Kirovakan arose on the site of a Bronze Age settlement and burial ground. In 1826 the population centers of Greater and Lesser Karaklis were united to form the city of Karaklis. The building of the Tiflis-Karaklis-Aleksandropol’ (now Leninakan) railroad in the late 19th century contributed to the city’s development. Under the prewar five-year plans all the small industrial enterprises were modernized and new enterprises were built, including a bakery (1930), a dairy (1935), and a sheepskin coat factory (1940). Between 1929 and 1940 the largest chemical plant in the Soviet Union was built here.

Modern Kirovakan is one of the republic’s major industrial centers. Chemicals, the leading industry, is represented by a chemical combine producing mineral fertilizers and corundum and by a synthetic fiber plant. Machine building (autogenous machinery, precision tools, and high-temperature heaters) and food processing (meat-packing combine, creamery) are well developed, and there are textile-knitwear, garment, and spinning factories, building materials enterprises, and a steam power plant.

Within and around the city are cyclopean structures from the 2nd millennium B.C. Today Kirovakan is a modern, planned city of both multistory and low buildings.
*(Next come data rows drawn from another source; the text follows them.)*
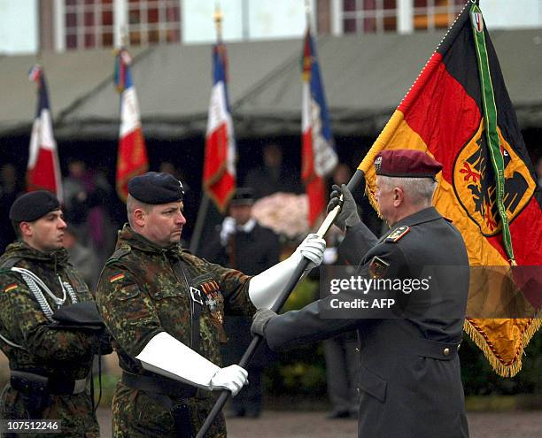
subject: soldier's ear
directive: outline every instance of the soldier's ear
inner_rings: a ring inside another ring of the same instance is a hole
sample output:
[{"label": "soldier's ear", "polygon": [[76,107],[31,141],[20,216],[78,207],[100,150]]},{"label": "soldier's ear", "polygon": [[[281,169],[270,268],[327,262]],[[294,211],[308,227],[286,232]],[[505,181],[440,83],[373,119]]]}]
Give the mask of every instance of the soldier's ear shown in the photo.
[{"label": "soldier's ear", "polygon": [[393,188],[393,205],[399,207],[405,200],[405,192],[400,187]]},{"label": "soldier's ear", "polygon": [[134,210],[134,223],[138,227],[143,227],[145,225],[145,211],[143,209],[136,208]]},{"label": "soldier's ear", "polygon": [[19,229],[21,236],[31,237],[33,234],[32,226],[29,222],[19,223]]}]

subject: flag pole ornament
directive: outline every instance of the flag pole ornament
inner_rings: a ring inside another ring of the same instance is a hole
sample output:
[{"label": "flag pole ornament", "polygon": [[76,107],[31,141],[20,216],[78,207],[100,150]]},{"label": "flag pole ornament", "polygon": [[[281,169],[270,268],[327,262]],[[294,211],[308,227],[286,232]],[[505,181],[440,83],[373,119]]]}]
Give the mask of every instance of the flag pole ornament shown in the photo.
[{"label": "flag pole ornament", "polygon": [[115,88],[120,94],[120,127],[117,157],[116,188],[126,203],[128,181],[149,169],[147,149],[141,127],[141,117],[130,65],[133,58],[126,49],[115,50]]},{"label": "flag pole ornament", "polygon": [[228,96],[228,54],[221,37],[222,17],[217,5],[213,14],[217,42],[213,48],[213,89],[205,134],[203,183],[205,194],[224,213],[236,189],[237,151]]},{"label": "flag pole ornament", "polygon": [[307,27],[303,41],[301,73],[303,102],[301,112],[301,179],[308,197],[308,223],[314,227],[327,205],[326,177],[338,164],[328,115],[316,45]]},{"label": "flag pole ornament", "polygon": [[[461,233],[471,266],[464,329],[498,374],[514,376],[542,326],[539,290],[518,280],[542,265],[542,192],[477,2],[465,4],[358,167],[376,211],[375,159],[384,149],[443,164],[433,202]],[[502,286],[483,281],[483,267],[506,271],[522,318],[475,311],[477,294]]]},{"label": "flag pole ornament", "polygon": [[30,69],[28,80],[37,84],[38,98],[27,165],[27,191],[48,190],[62,202],[60,165],[53,134],[47,82],[42,65],[36,64]]}]

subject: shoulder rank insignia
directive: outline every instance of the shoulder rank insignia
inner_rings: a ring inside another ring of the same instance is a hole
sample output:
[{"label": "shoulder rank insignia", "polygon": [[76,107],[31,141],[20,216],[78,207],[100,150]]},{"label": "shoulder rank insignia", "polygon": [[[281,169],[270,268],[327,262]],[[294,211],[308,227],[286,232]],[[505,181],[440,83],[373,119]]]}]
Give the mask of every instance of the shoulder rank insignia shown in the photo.
[{"label": "shoulder rank insignia", "polygon": [[124,274],[122,273],[115,273],[112,277],[109,277],[109,282],[114,283],[115,281],[119,281],[122,279],[124,279]]},{"label": "shoulder rank insignia", "polygon": [[12,291],[12,290],[15,290],[17,288],[19,288],[19,286],[17,285],[17,283],[9,284],[9,285],[7,285],[7,286],[4,288],[4,292],[10,292],[10,291]]},{"label": "shoulder rank insignia", "polygon": [[381,279],[386,273],[390,264],[378,256],[375,256],[369,262],[369,275],[372,279]]},{"label": "shoulder rank insignia", "polygon": [[386,237],[385,242],[395,243],[409,231],[410,231],[410,227],[406,227],[406,225],[403,225],[402,227],[398,227],[391,233],[390,233],[388,237]]}]

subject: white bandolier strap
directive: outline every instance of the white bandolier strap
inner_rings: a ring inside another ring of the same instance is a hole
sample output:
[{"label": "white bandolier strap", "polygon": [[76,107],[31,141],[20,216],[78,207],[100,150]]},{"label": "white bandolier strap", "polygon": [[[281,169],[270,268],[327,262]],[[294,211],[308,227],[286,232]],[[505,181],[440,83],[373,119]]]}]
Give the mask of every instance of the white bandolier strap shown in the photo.
[{"label": "white bandolier strap", "polygon": [[314,266],[320,265],[325,249],[323,239],[317,234],[309,234],[286,260],[252,277],[249,283],[249,297],[254,307],[271,309],[303,257],[308,258],[311,263],[301,278]]},{"label": "white bandolier strap", "polygon": [[208,390],[221,369],[166,332],[151,339],[136,358],[145,370]]}]

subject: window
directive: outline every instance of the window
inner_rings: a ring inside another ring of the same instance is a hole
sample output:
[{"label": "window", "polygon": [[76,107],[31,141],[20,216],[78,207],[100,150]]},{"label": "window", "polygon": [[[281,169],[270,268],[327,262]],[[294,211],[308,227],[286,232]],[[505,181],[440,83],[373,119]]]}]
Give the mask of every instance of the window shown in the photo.
[{"label": "window", "polygon": [[181,41],[179,0],[128,0],[131,45]]},{"label": "window", "polygon": [[397,32],[397,2],[398,0],[344,0],[344,32]]},{"label": "window", "polygon": [[113,45],[113,0],[66,0],[66,49]]},{"label": "window", "polygon": [[63,13],[68,50],[112,47],[115,30],[130,45],[181,41],[179,0],[64,0]]},{"label": "window", "polygon": [[445,29],[453,23],[465,1],[343,0],[343,30],[345,34],[397,32],[398,4],[401,2],[408,4],[408,7],[400,13],[408,14],[408,21],[412,19],[411,29],[414,31]]},{"label": "window", "polygon": [[465,0],[414,0],[414,30],[446,29],[460,13]]}]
Kirov Square in the center of the city, with a monument to S. M. Kirov (1942; sculptor, A. Sarksian), is surrounded by public buildings, including that of the city committee of the Armenian Communist Party (1952–53; architect, Z. Bakhshinian) and apartment buildings (1955; architect, O. Markarian). On Shaumian Square are a residential development built in the 1960’s and a monument to soldiers fallen in the Great Patriotic War (1967; sculptor, A. Sarksian; architects, G. Ovsepian, A. Kanaian, and A. Mirzoian). Noteworthy buildings of the early 1970’s include a department store (1972; architects, S. Asoian and R. Abraamian) and a picture gallery (1972; architect, L. Khachatrian).

Kirovakan has a pedagogical institute, an affiliate of the Yerevan Polytechnic Institute, technicums for instrument-making, chemical engineering, construction, and commerce, a sovkhoz technicum, and music and medical schools. Cultural institutions include a museum of local lore and a drama theater, and there are a sanatorium, a workers’ resort, and a tourist center.